Sur les frais liés à la première instance :
38. Le tribunal administratif n'a pas fait une inexacte application des dispositions de l'article L. 761-1 du code de justice administrative en mettant à la charge de la commune de Clichy-la-Garenne le versement de la somme de 2 000 euros au titre des frais irrépétibles. Par suite, les conclusions de la commune tendant à ce qu'une somme de 10 000 euros soit mise à la charge de la société SDCC sur ce fondement doivent être rejetées.
Sur les frais liés à l'instance :
39. Dans les circonstances de l'espèce, les conclusions des parties présentées sur le fondement de l'article L. 761-1 du code de justice administrative peuvent être rejetées.
DECIDE :
Article 1er : L'intervention de la société CEVE est admise.
Article 2 : La somme de 11 974 077 euros fixée par l'article 1er du jugement n° 1607814 du tribunal administratif de Cergy-Pontoise du 15 juillet 2021 est ramenée à la somme de 9 882 284 euros.
Article 3 : La commune de Clichy-la-Garenne est condamnée à verser à la société SDCC la somme de 2 760 045 euros, cette somme étant assortie des intérêts au taux légal à compter du 3 mai 2016.

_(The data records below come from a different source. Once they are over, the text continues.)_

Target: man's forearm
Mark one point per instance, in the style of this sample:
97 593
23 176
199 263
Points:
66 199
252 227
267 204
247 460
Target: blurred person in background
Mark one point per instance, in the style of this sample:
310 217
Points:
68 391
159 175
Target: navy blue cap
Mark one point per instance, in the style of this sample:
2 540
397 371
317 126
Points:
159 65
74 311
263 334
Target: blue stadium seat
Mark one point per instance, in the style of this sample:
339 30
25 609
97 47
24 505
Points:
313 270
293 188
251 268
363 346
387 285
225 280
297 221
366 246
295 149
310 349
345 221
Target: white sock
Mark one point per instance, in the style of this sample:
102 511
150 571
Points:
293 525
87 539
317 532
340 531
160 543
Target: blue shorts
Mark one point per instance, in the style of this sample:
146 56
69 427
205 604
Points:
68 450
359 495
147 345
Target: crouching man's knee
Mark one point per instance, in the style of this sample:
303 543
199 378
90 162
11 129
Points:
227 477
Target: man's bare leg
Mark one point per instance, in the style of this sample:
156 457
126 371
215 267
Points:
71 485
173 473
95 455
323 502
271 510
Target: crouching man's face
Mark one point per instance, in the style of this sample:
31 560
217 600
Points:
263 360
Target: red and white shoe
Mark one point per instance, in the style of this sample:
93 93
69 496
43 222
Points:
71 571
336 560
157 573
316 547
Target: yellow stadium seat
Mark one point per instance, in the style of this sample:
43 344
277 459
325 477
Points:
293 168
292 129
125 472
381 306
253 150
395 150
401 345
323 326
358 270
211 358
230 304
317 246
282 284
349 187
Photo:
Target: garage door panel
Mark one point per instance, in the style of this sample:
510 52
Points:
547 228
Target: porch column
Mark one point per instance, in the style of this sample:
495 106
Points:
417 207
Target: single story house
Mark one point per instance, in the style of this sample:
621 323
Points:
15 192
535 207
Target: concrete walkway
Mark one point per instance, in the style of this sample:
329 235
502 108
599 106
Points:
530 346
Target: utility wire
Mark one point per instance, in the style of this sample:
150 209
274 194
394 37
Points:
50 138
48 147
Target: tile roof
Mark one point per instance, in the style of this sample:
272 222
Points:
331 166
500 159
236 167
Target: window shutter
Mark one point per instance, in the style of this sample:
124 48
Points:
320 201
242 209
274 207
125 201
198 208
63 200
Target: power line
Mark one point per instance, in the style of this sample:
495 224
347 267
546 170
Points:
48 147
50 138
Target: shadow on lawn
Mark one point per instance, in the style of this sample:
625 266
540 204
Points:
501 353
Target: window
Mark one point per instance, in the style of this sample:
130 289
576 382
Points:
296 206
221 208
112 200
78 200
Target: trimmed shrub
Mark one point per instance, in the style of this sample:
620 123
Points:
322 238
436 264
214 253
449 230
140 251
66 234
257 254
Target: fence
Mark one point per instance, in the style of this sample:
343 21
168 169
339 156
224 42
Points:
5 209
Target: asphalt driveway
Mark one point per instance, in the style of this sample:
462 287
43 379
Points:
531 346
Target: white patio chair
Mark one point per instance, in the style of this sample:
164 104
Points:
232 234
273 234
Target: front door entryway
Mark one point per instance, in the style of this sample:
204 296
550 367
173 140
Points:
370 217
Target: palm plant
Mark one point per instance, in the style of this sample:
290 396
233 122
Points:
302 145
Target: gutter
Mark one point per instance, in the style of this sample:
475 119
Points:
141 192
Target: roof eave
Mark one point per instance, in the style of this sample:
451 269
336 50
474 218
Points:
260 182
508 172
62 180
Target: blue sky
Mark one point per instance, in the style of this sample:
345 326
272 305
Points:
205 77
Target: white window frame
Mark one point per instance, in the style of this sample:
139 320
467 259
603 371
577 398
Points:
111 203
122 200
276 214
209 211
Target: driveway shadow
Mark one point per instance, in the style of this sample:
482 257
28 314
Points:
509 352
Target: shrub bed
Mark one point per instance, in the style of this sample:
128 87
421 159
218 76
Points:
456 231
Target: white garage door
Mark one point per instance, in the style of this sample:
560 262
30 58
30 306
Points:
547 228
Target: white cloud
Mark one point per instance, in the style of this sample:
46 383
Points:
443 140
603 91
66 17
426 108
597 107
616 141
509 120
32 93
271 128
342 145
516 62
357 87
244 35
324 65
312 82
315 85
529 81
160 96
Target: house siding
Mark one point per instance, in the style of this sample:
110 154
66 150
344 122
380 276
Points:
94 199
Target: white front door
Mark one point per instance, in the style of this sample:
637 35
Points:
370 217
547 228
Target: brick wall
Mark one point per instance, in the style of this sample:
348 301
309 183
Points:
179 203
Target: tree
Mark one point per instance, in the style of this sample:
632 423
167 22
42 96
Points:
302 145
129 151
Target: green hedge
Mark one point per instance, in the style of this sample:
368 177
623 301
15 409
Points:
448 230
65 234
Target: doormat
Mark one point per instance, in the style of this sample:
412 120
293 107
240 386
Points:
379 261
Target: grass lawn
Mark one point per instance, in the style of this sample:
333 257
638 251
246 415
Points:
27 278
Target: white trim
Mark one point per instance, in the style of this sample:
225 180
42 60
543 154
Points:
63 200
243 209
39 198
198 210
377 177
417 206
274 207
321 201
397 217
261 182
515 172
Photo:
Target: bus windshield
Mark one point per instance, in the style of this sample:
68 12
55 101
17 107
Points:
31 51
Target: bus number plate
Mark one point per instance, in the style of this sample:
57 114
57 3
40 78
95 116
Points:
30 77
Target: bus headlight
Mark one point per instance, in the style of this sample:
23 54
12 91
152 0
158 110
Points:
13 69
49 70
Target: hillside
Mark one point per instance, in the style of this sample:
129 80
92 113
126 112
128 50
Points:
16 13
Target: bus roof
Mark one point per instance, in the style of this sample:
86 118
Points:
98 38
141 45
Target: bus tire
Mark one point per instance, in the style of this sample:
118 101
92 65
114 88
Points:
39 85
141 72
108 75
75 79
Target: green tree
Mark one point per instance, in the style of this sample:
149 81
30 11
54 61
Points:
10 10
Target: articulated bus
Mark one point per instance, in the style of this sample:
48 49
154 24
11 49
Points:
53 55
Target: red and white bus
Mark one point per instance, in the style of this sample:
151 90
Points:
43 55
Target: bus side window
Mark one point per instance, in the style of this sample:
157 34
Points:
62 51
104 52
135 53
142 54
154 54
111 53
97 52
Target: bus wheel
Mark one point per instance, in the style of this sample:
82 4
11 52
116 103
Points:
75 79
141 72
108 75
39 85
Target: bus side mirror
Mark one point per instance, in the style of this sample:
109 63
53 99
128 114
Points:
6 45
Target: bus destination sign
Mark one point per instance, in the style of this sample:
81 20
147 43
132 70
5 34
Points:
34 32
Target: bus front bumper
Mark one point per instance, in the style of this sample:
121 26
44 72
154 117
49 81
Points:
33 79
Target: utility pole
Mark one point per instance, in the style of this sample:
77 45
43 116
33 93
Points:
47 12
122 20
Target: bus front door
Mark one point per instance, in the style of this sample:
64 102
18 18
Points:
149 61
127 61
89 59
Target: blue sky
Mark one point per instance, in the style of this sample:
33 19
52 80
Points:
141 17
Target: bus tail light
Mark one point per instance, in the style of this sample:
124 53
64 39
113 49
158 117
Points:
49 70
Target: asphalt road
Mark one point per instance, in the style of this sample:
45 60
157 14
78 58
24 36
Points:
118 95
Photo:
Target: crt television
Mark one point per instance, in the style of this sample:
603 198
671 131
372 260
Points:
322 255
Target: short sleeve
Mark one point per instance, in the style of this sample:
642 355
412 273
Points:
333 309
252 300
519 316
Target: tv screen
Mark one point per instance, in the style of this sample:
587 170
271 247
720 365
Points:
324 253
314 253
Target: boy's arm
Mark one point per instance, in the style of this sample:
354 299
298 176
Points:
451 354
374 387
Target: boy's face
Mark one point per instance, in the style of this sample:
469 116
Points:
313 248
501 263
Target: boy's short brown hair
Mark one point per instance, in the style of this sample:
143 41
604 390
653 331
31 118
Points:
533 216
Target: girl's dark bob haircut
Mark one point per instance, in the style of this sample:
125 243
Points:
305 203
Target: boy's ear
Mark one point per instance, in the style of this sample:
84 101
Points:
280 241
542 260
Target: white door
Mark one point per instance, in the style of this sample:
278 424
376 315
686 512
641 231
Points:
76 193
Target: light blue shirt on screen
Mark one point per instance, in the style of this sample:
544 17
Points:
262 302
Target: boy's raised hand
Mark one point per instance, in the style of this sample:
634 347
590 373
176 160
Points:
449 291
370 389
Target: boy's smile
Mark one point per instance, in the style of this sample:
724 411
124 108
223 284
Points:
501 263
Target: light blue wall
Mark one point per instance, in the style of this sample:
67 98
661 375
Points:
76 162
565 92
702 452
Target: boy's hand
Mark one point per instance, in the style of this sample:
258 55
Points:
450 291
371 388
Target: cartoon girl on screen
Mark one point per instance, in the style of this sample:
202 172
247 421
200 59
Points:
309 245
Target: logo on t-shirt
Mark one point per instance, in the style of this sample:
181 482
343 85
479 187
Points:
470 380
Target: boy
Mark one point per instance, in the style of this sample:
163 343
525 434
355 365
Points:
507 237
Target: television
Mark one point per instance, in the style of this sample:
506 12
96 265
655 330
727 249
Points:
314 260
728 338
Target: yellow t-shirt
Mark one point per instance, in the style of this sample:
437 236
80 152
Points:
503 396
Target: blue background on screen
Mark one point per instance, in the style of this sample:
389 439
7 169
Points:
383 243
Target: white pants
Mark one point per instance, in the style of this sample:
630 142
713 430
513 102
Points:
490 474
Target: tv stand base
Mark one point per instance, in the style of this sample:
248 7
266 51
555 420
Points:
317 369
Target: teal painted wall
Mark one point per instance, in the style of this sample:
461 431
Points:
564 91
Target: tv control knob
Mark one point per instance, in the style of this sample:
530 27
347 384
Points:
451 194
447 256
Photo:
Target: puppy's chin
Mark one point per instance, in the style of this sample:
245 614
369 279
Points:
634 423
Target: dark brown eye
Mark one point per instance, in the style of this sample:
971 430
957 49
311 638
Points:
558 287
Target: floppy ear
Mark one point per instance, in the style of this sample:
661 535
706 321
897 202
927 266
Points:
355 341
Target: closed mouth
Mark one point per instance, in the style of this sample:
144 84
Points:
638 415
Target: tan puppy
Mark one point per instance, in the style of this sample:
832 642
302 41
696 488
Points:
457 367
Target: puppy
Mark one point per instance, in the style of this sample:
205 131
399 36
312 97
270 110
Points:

Article 4 : Le jugement n° 1607814 du tribunal administratif de Cergy-Pontoise du 15 juillet 2021 est réformé en ce qu'il a de contraire au présent arrêt.
Article 5 : Le surplus des conclusions des parties est rejeté.
Article 6 : Le présent arrêt sera notifié à la société de distribution de chaleur de Clichy, à la commune de Clichy-la-Garenne et à la société Clichy Energie Verte.
Délibéré après l'audience du 17 octobre 2024, à laquelle siégeaient :
M. Camenen, président,
Mme Bahaj, première conseillère,
Mme Florent, première conseillère.
Rendu public par mise à disposition au greffe le 14 novembre 2024.
Le président rapporteur,
G. CAMENENL'assesseure la plus ancienne,
C. BAHAJ
La greffière,
V. MALAGOLILa République mande et ordonne au préfet des Hauts-de-Seine en ce qui le concerne ou à tous commissaires de justice à ce requis en ce qui concerne les voies de droit commun contre les parties privées, de pourvoir à l'exécution de la présente décision.